Today’s Sorting Saturday post is about organizing family records, those pesky bits and folders and cartons of paper that seem to defy organization.
Librarians catalog, but archivists arrange and describe. Archivists nearly always work with original records, not photocopies or printouts. When they arrange and describe collections, they work from the general to the specific, determining series (categories) and then folders.
When you first start organizing your family papers, it’s common to get bogged down and obsess about individual pieces of paper, but it’s more helpful to think about your family collection as a whole. So for today let’s start by thinking about the kinds of records you might find in your family’s papers.

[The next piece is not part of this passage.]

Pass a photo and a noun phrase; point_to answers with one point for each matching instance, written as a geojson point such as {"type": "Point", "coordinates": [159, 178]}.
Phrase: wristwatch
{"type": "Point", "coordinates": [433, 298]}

1. Personal Papers, including:
- Artwork and drawings
- Audio or written anecdotes and reminiscences
- Birth announcements
- Diaries and journals
- Ephemera, such as bookmarks, invitations, tickets
- Family and personal correspondence
- Fraternal associations
- Funeral cards
- Memoirs
- Migration records
- Motion pictures
- Newspaper clippings
- Postcards
- Photo albums
- Photographs
- Political affiliations
- Student work
- Report cards and diplomas
- Scrapbooks
- Slides
- Travel accounts
- Vital records
- Wills, trusts and probate records
2. Professional or Business Records, including:
- Banking and financial paperwork
- Bills of sale
- Correspondence
- Honors and awards
- Ledgers
- Legal records
- Marketing records
- Notebooks
- Payroll records
- Photographs
- Political affiliations
- Professional organizations
- Research files
- Résumés and vitas
- Teaching notes
- Volunteer, fraternal, and charitable records
3. Family records, including:
- Bibles or other religious items
- Ephemera
- Family photographs
- Family reunion records
- Group correspondence (“round robin” letters)
Do these categories help you get started? Do you have other items in your family papers that you have questions about? Feel free to ask in the comments section.
I spent the last two days sorting in the “Archival Closet”. I’m looking forward to your posts and what I will be able to learn from a REAL archivist. I’ll be writing about my experience too (it keeps me accountable).